I will never forget March 13, 2017 at 3:00 p.m.  That's the exact time I received the call from my PCP telling me that they had found RCC on a routine CT scan.  When I heard the PCP's voice on the other end of the phone I knew something serious was up.  My PCP had never called me in all the years I have been seeing him.

I didn't panic.  I'm just not wired that way.  My first thought was simply to learn everything I could.  I feel that  information is power.  So after the call I immediately went online and started reading.  What I read made me feel better since it told me I could be cured depending on the circumstances.

The hardest part was telling my loved ones the news.  They started to freak out.  So, we sat down and I explained what I had learned online.  That calmed them down a bit.  Also, as part of the immediate family, we have two doctors.  After consulting with them we decided to put together the best team we could that included my PCP, them, the best oncologist, the best urologist, and the best surgeon we could find.  It took a few days.

A s soon as the oncologist saw the CT results a decision was made to immediately perform a radical nephrectomy using both robotic and laparoscopic instrumentation. The tumor was large (7cm x 7xm x 5cm).  First thing I did was go out and make a model of it using styrofoam.  I wanted to visualize what this thing looked like as close as I could.  That way it wasn't hiding.
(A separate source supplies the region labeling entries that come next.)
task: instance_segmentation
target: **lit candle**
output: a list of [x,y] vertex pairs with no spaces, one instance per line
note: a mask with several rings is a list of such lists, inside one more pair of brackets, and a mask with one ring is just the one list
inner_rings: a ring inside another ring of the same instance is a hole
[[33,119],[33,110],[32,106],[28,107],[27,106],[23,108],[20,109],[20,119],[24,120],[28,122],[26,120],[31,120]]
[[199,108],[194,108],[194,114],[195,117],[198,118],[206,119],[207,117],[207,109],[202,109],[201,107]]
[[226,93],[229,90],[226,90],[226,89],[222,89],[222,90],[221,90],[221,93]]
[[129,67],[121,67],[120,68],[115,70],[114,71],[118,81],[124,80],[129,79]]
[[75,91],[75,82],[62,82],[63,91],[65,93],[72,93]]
It was right there in front of me.

Tests were performed to make sure the cancer had not spread.  I had no obvious symptoms.  Tests were performed to see if the cancer had spread to the lymph nodes, the bladder and the chest.  All of these came back negative.  I put that up as my first win.  Surgery was scheduled for May 2nd.

I'll never forget that morning.  It seemed surreal because everything seemed so very normal for me.  I wasn't in pain, I had no symptoms, I wasn't anything but myself.  That's what is so frightening about this cancer.  By the time you start exhibiting symptoms it's pretty bad.
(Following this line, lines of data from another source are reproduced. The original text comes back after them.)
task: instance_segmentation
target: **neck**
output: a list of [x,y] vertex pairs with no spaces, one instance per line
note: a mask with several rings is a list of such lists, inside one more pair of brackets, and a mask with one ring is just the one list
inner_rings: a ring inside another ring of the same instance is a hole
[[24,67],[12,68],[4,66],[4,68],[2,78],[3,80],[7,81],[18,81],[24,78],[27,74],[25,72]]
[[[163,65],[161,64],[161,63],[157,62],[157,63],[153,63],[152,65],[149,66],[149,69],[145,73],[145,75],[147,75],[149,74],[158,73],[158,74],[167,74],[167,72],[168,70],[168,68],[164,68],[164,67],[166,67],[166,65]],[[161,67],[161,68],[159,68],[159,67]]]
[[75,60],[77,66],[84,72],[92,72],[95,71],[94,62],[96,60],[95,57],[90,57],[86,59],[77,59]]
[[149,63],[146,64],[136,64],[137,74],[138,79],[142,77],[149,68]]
The last thing I remember is going into the OR and the next thing I am in Recovery and then up to my room.  Since it was the left kidney I had three small 1" incisions and a larger 3 1/2" incision on my left side.  That's it.  My first day, out of total of 4, in the hospital I was pretty out of it.  My second day there and my doc was telling me to get out of bed.  It was really, really hard to try and do any sitting up, much less getting out of bed.  But, I did.  I walked around the room a bit and that was it.

By the third day we had stopped the Morphine drip and moved onto Oxycontine.  The thing is, when I took the Oxy it put me to sleep.  So we adjusted it a bit.  Enough to kill the pain but not enough to put me out.  Doc said more exercise so I started walking around the ward.  Finally on the fourth day I got out.
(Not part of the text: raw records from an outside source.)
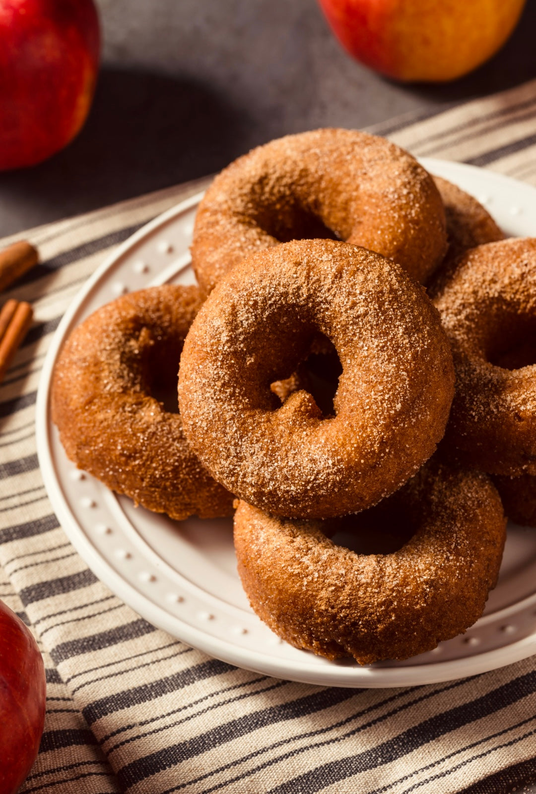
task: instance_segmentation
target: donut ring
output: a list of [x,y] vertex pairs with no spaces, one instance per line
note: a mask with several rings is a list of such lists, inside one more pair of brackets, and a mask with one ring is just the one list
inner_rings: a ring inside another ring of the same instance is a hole
[[522,526],[536,526],[536,477],[530,474],[519,477],[496,475],[492,480],[508,518]]
[[434,176],[433,179],[443,202],[446,217],[449,249],[445,256],[445,263],[452,261],[469,249],[504,239],[503,231],[473,196],[441,176]]
[[206,291],[249,253],[330,237],[394,259],[424,282],[446,250],[431,176],[403,149],[365,133],[317,129],[253,149],[202,199],[192,265]]
[[194,455],[180,416],[151,396],[155,373],[176,383],[201,303],[195,287],[117,299],[75,329],[52,380],[52,418],[67,457],[137,504],[177,520],[233,513],[233,497]]
[[[318,331],[342,365],[326,418],[303,389],[283,406],[270,391]],[[179,402],[218,482],[268,512],[326,518],[373,504],[415,472],[443,434],[453,387],[422,287],[371,251],[302,240],[250,256],[214,290],[184,343]]]
[[536,474],[536,239],[469,251],[434,303],[457,378],[445,449],[492,474]]
[[373,534],[403,520],[416,531],[399,551],[359,554],[326,537],[335,519],[291,521],[240,502],[238,573],[254,611],[276,634],[328,659],[349,655],[368,665],[431,650],[481,615],[506,526],[485,474],[433,461],[351,518]]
First thing I did was buy a cane.  I need it because the pain in my side made it hard to walk normally.  Being at home was hard at first.  Stairs were not that easy to go up and down.  Fortunately, the head portion of my bed can go up and down.   When I bought it years ago I never thought how grateful I would be to have it now.

So, here I am almost exactly four weeks out of surgery.  My progress has been steady.  I have had a few days where the pain has come back.  But overall everything is much, much better than the first week.  Then the third weeks was better than the second, And the fourth week better than the third.  I'm not complete but I would say I am at 75-85% of what I was.  I can bend over (but not touch my toes).  I can sleep on my surgery side.  I can pretty much wear my pants (without a tight belt).  I can drive.  One of the perks is having a temporary disabled card so I can park close to the stores.

The scariest part of this journey was not the surgery, or the recovery, or even the first day when I received the news.  The scariest day was on May 10th.  Eight days after surgery.  It was my meeting with the oncologist to learn the results of the pathology test that was done on the kidney they had removed.  The test results stated I had Stage 1, totally encapsulated within the kidney, much smaller than previously thought, with no spreading beyond the kidney.  I had won.




  • DreamOnDeb
    DreamOnDeb Member Posts: 112
    Thank you for your story,

    Thank you for your story, David.  My husband will be going through this in the near future.  He doesn't have a date yet.  This makes me feel better.  His is a 2 cm tumor on his right kidney (an incidental finding).